Fun syntax & language feature poll

Wed Aug 28 11:58:46 CEST 2002

> Speaking of which, why not remove this feature of Erlang (that a remote
call
> calls the latest version of loaded code) and instead introduce a special
update
> call like:
>  enter_latest foo(...) ?
>
>
> Except in the shell who uses this feature?
> If you want to write an application that really supports upgrades you have
think this
> through and design with it in mind from the beginning anyway.
>
> Removing this feature would do wonders to the possibilities of
optimization...

I'm being a month late in replying, but this is a hobby horse of mine and
YES, permitting optimization across module boundaries helps quite a bit.
Here's why, for those who are interested but not experts.

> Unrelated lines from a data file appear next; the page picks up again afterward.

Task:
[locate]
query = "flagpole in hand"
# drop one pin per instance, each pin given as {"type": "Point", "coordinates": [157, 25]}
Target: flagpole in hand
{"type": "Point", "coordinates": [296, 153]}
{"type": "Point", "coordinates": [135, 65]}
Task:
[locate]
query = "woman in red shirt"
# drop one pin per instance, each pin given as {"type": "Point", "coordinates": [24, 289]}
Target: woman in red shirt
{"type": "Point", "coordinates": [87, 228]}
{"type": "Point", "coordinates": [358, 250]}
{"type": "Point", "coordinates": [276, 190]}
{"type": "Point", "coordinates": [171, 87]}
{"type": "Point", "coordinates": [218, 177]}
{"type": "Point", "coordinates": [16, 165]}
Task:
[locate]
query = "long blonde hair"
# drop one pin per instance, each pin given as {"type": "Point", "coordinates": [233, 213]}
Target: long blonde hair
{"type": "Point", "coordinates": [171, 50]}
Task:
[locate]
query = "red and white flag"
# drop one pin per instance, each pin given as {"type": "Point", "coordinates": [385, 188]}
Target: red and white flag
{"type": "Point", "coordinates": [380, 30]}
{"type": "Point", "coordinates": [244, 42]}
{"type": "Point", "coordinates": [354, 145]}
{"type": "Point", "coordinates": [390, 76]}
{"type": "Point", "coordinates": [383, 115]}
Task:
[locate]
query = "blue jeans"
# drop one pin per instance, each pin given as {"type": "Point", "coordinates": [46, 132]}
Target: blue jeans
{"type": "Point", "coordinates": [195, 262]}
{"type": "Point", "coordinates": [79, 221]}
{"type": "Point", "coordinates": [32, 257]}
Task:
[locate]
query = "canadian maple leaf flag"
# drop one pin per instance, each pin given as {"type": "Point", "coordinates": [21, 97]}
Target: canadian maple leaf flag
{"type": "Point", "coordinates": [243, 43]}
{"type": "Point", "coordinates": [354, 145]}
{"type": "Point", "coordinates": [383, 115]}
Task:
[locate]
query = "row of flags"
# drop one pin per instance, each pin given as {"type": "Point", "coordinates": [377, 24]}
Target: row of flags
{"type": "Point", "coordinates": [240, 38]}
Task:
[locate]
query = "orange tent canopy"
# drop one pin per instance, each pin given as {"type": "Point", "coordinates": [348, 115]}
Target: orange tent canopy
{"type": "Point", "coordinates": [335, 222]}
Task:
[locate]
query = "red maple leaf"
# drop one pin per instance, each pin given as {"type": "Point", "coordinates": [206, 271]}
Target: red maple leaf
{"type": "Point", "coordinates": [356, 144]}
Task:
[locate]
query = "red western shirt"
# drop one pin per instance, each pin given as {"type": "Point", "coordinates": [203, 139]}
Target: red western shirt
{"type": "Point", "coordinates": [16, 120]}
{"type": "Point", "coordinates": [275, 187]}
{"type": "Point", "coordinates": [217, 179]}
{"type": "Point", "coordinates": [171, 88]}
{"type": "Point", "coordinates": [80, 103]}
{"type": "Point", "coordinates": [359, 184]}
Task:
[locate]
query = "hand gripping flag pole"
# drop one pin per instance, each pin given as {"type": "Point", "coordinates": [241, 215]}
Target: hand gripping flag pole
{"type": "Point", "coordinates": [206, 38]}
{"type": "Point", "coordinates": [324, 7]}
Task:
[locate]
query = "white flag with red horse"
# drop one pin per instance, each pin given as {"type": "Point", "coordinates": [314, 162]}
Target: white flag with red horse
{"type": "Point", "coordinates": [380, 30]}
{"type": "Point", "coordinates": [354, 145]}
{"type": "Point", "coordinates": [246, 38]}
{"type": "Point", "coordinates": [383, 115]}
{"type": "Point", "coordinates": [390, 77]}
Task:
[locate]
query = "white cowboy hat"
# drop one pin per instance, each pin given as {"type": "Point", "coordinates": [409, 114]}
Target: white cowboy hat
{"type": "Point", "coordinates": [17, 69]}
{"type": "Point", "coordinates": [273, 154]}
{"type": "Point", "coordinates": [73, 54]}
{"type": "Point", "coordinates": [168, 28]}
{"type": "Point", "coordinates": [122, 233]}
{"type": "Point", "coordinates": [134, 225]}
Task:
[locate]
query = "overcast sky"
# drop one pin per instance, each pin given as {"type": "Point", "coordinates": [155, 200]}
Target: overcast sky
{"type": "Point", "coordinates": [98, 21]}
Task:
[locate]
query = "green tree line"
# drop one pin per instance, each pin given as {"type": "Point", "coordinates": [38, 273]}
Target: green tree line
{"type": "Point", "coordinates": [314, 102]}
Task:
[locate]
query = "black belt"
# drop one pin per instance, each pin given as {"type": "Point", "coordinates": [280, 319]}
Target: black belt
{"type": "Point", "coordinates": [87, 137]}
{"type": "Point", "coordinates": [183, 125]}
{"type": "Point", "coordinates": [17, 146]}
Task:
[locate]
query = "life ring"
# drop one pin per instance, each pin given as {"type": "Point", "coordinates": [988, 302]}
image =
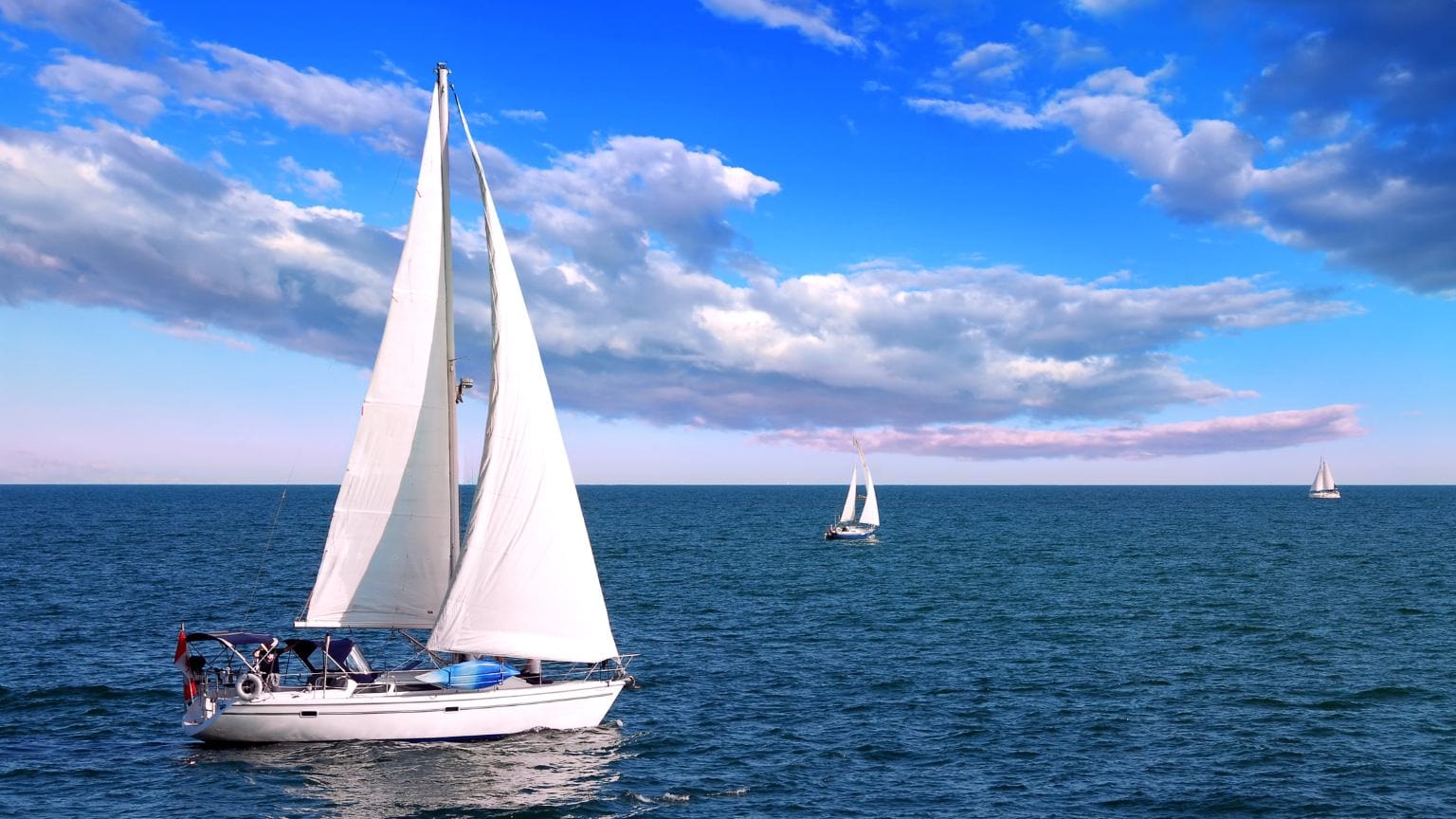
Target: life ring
{"type": "Point", "coordinates": [249, 686]}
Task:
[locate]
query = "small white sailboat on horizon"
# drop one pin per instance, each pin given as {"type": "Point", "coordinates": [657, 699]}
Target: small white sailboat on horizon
{"type": "Point", "coordinates": [1323, 485]}
{"type": "Point", "coordinates": [849, 526]}
{"type": "Point", "coordinates": [519, 634]}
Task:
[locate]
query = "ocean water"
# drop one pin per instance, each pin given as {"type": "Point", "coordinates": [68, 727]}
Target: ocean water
{"type": "Point", "coordinates": [1008, 651]}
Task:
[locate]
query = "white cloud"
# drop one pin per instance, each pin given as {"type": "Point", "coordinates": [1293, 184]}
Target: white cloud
{"type": "Point", "coordinates": [814, 22]}
{"type": "Point", "coordinates": [985, 442]}
{"type": "Point", "coordinates": [1105, 8]}
{"type": "Point", "coordinates": [1004, 114]}
{"type": "Point", "coordinates": [989, 62]}
{"type": "Point", "coordinates": [317, 182]}
{"type": "Point", "coordinates": [616, 268]}
{"type": "Point", "coordinates": [524, 116]}
{"type": "Point", "coordinates": [108, 27]}
{"type": "Point", "coordinates": [388, 113]}
{"type": "Point", "coordinates": [1064, 44]}
{"type": "Point", "coordinates": [132, 95]}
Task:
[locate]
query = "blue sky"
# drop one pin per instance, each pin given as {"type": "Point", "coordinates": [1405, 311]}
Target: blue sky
{"type": "Point", "coordinates": [1086, 241]}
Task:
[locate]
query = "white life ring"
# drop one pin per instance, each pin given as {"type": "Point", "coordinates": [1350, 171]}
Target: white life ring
{"type": "Point", "coordinates": [249, 686]}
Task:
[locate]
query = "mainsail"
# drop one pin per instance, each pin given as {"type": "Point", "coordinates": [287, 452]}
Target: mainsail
{"type": "Point", "coordinates": [871, 512]}
{"type": "Point", "coordinates": [527, 580]}
{"type": "Point", "coordinates": [386, 560]}
{"type": "Point", "coordinates": [847, 515]}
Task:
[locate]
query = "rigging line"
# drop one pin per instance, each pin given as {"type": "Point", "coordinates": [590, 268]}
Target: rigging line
{"type": "Point", "coordinates": [263, 558]}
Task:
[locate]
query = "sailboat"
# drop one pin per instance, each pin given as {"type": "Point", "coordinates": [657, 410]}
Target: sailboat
{"type": "Point", "coordinates": [519, 634]}
{"type": "Point", "coordinates": [849, 528]}
{"type": "Point", "coordinates": [1323, 485]}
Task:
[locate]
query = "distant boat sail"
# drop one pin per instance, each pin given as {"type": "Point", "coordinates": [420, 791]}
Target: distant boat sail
{"type": "Point", "coordinates": [847, 528]}
{"type": "Point", "coordinates": [1323, 485]}
{"type": "Point", "coordinates": [521, 589]}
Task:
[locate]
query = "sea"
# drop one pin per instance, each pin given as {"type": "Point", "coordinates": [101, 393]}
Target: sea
{"type": "Point", "coordinates": [1001, 651]}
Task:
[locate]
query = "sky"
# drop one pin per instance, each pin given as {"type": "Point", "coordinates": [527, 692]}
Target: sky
{"type": "Point", "coordinates": [1064, 242]}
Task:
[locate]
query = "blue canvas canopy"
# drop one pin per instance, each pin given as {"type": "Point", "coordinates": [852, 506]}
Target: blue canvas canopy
{"type": "Point", "coordinates": [231, 637]}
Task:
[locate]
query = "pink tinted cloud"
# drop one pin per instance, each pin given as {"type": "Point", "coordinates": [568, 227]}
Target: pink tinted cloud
{"type": "Point", "coordinates": [988, 442]}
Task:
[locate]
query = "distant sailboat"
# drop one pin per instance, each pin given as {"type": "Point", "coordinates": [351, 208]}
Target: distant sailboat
{"type": "Point", "coordinates": [1323, 485]}
{"type": "Point", "coordinates": [520, 591]}
{"type": "Point", "coordinates": [849, 528]}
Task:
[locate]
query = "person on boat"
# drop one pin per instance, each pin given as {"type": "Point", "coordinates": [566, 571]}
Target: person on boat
{"type": "Point", "coordinates": [266, 659]}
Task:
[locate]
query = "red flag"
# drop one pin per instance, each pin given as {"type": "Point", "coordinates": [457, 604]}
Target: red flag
{"type": "Point", "coordinates": [179, 659]}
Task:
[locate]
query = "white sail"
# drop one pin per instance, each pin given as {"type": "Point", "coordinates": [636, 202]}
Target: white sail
{"type": "Point", "coordinates": [386, 560]}
{"type": "Point", "coordinates": [847, 515]}
{"type": "Point", "coordinates": [871, 512]}
{"type": "Point", "coordinates": [527, 580]}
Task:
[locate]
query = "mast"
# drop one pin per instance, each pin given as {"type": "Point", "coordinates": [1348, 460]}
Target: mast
{"type": "Point", "coordinates": [447, 284]}
{"type": "Point", "coordinates": [871, 512]}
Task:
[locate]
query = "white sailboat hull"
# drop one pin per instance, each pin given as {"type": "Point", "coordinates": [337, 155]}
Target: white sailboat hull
{"type": "Point", "coordinates": [849, 532]}
{"type": "Point", "coordinates": [342, 715]}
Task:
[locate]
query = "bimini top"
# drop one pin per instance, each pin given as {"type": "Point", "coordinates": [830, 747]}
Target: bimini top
{"type": "Point", "coordinates": [231, 637]}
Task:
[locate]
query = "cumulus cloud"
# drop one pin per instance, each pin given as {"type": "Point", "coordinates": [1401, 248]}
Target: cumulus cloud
{"type": "Point", "coordinates": [314, 181]}
{"type": "Point", "coordinates": [108, 27]}
{"type": "Point", "coordinates": [1004, 114]}
{"type": "Point", "coordinates": [106, 216]}
{"type": "Point", "coordinates": [235, 81]}
{"type": "Point", "coordinates": [1376, 201]}
{"type": "Point", "coordinates": [985, 442]}
{"type": "Point", "coordinates": [524, 116]}
{"type": "Point", "coordinates": [616, 265]}
{"type": "Point", "coordinates": [132, 95]}
{"type": "Point", "coordinates": [989, 62]}
{"type": "Point", "coordinates": [814, 22]}
{"type": "Point", "coordinates": [1064, 46]}
{"type": "Point", "coordinates": [1105, 8]}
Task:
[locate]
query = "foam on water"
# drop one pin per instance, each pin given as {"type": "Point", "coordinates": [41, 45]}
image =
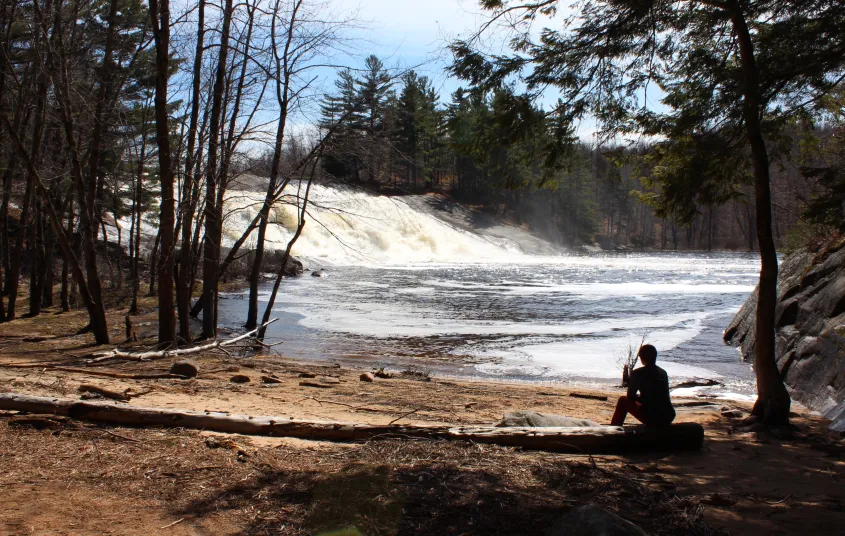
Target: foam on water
{"type": "Point", "coordinates": [346, 226]}
{"type": "Point", "coordinates": [406, 287]}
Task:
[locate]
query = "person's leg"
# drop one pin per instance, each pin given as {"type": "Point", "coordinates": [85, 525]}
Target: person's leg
{"type": "Point", "coordinates": [621, 412]}
{"type": "Point", "coordinates": [636, 410]}
{"type": "Point", "coordinates": [624, 407]}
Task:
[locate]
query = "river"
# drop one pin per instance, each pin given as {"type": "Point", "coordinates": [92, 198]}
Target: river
{"type": "Point", "coordinates": [548, 319]}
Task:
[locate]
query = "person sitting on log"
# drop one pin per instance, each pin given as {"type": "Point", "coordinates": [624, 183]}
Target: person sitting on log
{"type": "Point", "coordinates": [648, 393]}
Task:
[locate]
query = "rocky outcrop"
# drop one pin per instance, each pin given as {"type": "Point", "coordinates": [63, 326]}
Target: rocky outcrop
{"type": "Point", "coordinates": [810, 321]}
{"type": "Point", "coordinates": [293, 267]}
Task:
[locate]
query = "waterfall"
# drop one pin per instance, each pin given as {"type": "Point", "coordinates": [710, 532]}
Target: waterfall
{"type": "Point", "coordinates": [347, 226]}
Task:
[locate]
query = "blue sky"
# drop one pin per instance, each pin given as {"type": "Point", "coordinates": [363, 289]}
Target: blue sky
{"type": "Point", "coordinates": [413, 33]}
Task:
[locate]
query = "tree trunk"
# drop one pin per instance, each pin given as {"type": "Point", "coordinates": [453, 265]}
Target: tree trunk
{"type": "Point", "coordinates": [26, 206]}
{"type": "Point", "coordinates": [160, 11]}
{"type": "Point", "coordinates": [282, 97]}
{"type": "Point", "coordinates": [65, 293]}
{"type": "Point", "coordinates": [213, 210]}
{"type": "Point", "coordinates": [592, 439]}
{"type": "Point", "coordinates": [189, 188]}
{"type": "Point", "coordinates": [773, 401]}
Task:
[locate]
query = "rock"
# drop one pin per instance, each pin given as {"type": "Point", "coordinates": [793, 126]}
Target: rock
{"type": "Point", "coordinates": [717, 499]}
{"type": "Point", "coordinates": [592, 520]}
{"type": "Point", "coordinates": [535, 419]}
{"type": "Point", "coordinates": [293, 267]}
{"type": "Point", "coordinates": [697, 382]}
{"type": "Point", "coordinates": [270, 379]}
{"type": "Point", "coordinates": [39, 422]}
{"type": "Point", "coordinates": [317, 384]}
{"type": "Point", "coordinates": [810, 336]}
{"type": "Point", "coordinates": [186, 368]}
{"type": "Point", "coordinates": [383, 374]}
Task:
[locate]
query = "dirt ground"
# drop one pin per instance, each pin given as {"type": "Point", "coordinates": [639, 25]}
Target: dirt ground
{"type": "Point", "coordinates": [78, 478]}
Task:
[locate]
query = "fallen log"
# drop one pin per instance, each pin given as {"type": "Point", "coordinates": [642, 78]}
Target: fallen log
{"type": "Point", "coordinates": [161, 354]}
{"type": "Point", "coordinates": [122, 396]}
{"type": "Point", "coordinates": [588, 396]}
{"type": "Point", "coordinates": [105, 374]}
{"type": "Point", "coordinates": [597, 439]}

Basically, a compiler does better the more code it has to work with, and it
seems to me that in the case of Erlang, you need to cross module boundaries
to get enough context. At least my own experience (e.g., EUC'01) shows this
very clearly.

Here is an example of what can be done. Type analysis is an optimization
that permits simplification of primitive operations. When applicable, it
yields excellent speedups for Erlang-style languages (Prolog, Lisp, ...).

For example, take element(N,X). If nothing is known, the VM must check:

- that X is a tuple of size K
- that N is an integer in the range 1 =< N =< K
- finally, select the appropriate word from the heap and return it.

The same kind of tests are done in most BIFs. Often, the code is wrapped in
a C function as well, yielding extra overhead for parameter passing. It
makes you gnash your teeth to see it.

Now assume the analyzer finds that N is a small integer and X is a tuple of
known arity.
A native-code optimizer can then remove the tests, reducing the element/2
call to a single load. This is good, but there's more: the important but
somewhat subtle issue that the compiler can ALSO be more aggressive in
inlining primitives (rather than doing C function calls) if it doesn't have
to lay out lots of code for the failure cases. Even if the failure code is
never executed, it requires more compile-time, reduces the effectiveness of
optimizations and messes up the I-cache.

I duly did an experiment with type analysis of Erlang several years ago
(1997?) and found that PER-MODULE analysis of real code, meaning OTP, is
largely useless for this purpose[*]. I furthermore believe this is the case
for most real code, since modules are used to structure programs into
reusable chunks as well as provide the unit for code loading. Thus,
cross-module analysis and optimization are "on the roadmap" for high
performance, at least in my book.

What to do? A compiler can enable cross-module optimization, say with the
transparent module aggregation method I described at EUC'01, AND/OR we can
provide some mechanism for programmers to group modules on the language
level. Perhaps Richard's hierarchical name spaces, or some suitably modified
version thereof, could be drafted for this purpose?

Depending on how such an extension is done, we may also have to fix records,
since record names often are reused and the scope of a record declaration is
somewhat ad hoc.

Best,
Thomas

[*] What does this mean? The analyzer kept a single version of each
function, and normally found that nearly all functions could be called with
'anything' for every function argument, i.e., no information. This is
equivalent to saying that you could just analyze each function locally,
which normally yields few opportunities for type-based optimization.
(Another alternative to cross-module analysis is for the analyzer to keep
multiple versions of functions; eminently possible, but there is no
consensus on how to do this well, AFAIK, nor do we know how well it works.)